An application for review to the AAT must be made within 28 days from the time the applicant receives notice of the decision.
Refugee Review Tribunal/Migration Review Tribunal
There is no merits review available for decisions made under the overseas Refugee and Humanitarian program. Applicants who are refused refugee status should assess the reasons for the decision and consider whether to re-apply with additional evidence to address the grounds of refusal.
The Refugee Review Tribunal (RRT) deals exclusively with refugee applications for review. It reviews refusal of on-shore refugee applicants only. Applications for review must be lodged within 28 days of receiving the refusal. The refusal letter is deemed to be received five working days after the date of the refusal letter.
RRT hearings follow very simple procedures and are conducted in an informal way. After an initial explanation of what lies ahead, any outstanding procedural matters are dealt with. The RRT then proceeds to question the applicant and any witnesses. Opportunities are provided for witnesses to discuss matters about which they had been questioned.
The RRT will also allow applicants to submit additional written evidence after the hearing has concluded.
The Migration Review Tribunal (MRT) also assesses visa and visa-related applications. The name is less controversial than the RRT, and is concerned with all other aspects of the migration review outside the Refugee and Humanitarian Program.
Federal Court of Australia and the Federal Circuit Court
Unlike the above tribunals, the Federal Court conducts judicial review of some migration decisions. This means that it can determine whether a decision is unlawful and, if so, order the decision maker to remake the decision. Judicial review is very complex and normally requires the assistance of an experienced lawyer. The Federal Circuit Court also has jurisdiction over immigration and refugee matters.
High Court of Australia
The High Court of Australia is the final court of appeal in Australia. There have been several important decisions that have come down from the High Court bench concerning refugee rights and the interpretation of immigration legislation. The High Court will only consider a case if there is an important point of law to consider. For example, in one refugee case, the High Court considered the validity of indefinite detention, – being held in custody with no known release date. This was an important legal issue because it raised questions about the Constitution, and whether the indefinite detention of asylum seekers violated the Australian Constitution.
The Commonwealth Ombudsman can review a decision made by the Immigration Department when some mal-administration has occurred. However, the Ombudsman cannot substitute their decision for that of the Department. They may only recommend corrective action if they believe that there has been some failing in the administration of departmental policy. Their recommendations can include stating that the action was unreasonable or oppressive or that there was undue delay in making the decision.

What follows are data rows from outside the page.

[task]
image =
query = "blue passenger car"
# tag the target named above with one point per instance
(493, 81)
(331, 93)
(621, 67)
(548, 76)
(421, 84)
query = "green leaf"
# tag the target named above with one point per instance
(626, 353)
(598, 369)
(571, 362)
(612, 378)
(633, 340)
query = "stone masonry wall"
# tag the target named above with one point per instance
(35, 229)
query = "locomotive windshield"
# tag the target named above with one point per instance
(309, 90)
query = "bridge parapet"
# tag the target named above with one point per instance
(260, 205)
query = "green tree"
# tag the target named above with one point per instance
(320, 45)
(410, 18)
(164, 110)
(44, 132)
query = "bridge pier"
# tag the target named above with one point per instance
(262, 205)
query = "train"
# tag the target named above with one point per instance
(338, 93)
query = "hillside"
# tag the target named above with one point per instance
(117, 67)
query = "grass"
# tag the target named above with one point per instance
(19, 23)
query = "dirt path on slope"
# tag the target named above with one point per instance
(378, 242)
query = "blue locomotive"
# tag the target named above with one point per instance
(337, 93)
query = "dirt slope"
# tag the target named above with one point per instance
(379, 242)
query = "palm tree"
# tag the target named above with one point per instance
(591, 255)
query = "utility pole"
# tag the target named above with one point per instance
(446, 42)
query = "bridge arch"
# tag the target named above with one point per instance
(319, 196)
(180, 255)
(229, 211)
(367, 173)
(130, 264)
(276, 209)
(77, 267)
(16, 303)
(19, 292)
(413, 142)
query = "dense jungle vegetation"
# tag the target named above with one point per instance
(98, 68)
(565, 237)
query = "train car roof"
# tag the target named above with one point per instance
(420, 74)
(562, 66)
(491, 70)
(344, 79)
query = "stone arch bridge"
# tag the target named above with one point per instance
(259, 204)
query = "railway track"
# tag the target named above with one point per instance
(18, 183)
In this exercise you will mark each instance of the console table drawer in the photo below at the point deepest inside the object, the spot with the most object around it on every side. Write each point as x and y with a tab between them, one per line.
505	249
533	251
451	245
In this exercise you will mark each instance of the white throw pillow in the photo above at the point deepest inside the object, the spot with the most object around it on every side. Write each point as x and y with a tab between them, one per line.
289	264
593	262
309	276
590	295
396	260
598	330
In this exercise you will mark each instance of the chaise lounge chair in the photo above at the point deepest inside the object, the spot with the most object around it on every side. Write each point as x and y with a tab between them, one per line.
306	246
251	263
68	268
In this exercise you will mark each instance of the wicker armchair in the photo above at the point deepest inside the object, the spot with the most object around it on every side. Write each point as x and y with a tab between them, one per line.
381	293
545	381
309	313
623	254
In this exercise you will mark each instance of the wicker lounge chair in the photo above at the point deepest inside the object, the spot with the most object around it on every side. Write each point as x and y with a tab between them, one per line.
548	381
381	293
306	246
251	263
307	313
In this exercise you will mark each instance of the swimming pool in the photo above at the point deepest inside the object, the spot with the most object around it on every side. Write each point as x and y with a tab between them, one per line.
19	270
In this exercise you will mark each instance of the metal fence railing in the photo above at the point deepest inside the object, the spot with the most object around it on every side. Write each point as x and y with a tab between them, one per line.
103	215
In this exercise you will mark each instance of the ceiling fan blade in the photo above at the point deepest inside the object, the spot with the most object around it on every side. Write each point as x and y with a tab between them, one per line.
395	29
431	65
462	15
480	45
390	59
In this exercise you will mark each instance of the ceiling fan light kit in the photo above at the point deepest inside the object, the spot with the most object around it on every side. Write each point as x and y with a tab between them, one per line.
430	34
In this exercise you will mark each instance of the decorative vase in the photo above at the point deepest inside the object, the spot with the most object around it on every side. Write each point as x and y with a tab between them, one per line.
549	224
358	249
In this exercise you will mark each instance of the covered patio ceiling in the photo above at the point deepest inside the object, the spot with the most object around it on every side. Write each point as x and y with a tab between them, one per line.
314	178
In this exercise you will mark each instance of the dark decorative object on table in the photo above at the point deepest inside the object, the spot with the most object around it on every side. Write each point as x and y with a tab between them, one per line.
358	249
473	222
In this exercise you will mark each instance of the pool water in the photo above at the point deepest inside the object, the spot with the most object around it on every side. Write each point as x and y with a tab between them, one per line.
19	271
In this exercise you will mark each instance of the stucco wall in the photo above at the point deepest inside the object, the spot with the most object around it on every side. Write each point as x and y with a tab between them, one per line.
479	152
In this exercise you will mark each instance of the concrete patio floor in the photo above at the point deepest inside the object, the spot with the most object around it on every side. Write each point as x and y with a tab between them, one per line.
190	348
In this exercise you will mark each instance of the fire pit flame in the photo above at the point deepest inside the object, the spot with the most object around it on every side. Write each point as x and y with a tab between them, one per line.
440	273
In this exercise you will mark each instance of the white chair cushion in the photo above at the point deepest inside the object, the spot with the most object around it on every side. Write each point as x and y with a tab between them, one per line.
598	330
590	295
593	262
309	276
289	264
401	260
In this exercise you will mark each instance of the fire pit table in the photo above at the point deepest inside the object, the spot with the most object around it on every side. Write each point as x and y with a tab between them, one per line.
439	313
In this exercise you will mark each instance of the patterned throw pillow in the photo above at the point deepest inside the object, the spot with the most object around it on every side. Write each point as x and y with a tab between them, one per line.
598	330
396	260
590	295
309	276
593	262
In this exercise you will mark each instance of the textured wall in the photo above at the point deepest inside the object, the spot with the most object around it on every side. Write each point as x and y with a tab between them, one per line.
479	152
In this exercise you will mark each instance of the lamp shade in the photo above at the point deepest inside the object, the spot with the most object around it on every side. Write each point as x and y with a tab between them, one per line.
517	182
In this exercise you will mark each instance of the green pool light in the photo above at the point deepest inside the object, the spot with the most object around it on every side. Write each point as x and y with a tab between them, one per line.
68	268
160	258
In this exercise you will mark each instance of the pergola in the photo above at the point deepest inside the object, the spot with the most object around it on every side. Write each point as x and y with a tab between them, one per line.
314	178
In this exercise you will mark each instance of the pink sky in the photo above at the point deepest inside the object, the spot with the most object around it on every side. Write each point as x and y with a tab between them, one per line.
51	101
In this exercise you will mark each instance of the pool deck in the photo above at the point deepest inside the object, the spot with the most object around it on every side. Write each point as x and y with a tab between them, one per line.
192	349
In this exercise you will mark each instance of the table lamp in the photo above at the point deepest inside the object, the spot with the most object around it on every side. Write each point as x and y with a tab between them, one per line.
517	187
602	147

The Ombudsman is precluded from reviewing action taken by the Minister but can investigate a recommendation made by the Department to the Minister.
Any person who is adversely affected by a decision has a right to complain to the Ombudsman, even if there is no right of appeal to the MRT, RRT, AAT or Federal Court. An overseas applicant affected by an adverse decision may also complain. The overseas complainant need not be an Australian citizen or permanent resident of Australia.
The Minister has wide discretionary powers. However, even in cases with no automatic right of review, there must still be compelling reasons for the Minister to change a decision of the Department. Cases that could be considered to show compelling reasons for review could be those where:
- circumstances have materially changed since the Departmental decision was made;
- there is evidence that the Department has not applied policy; and
- there are special compassionate factors.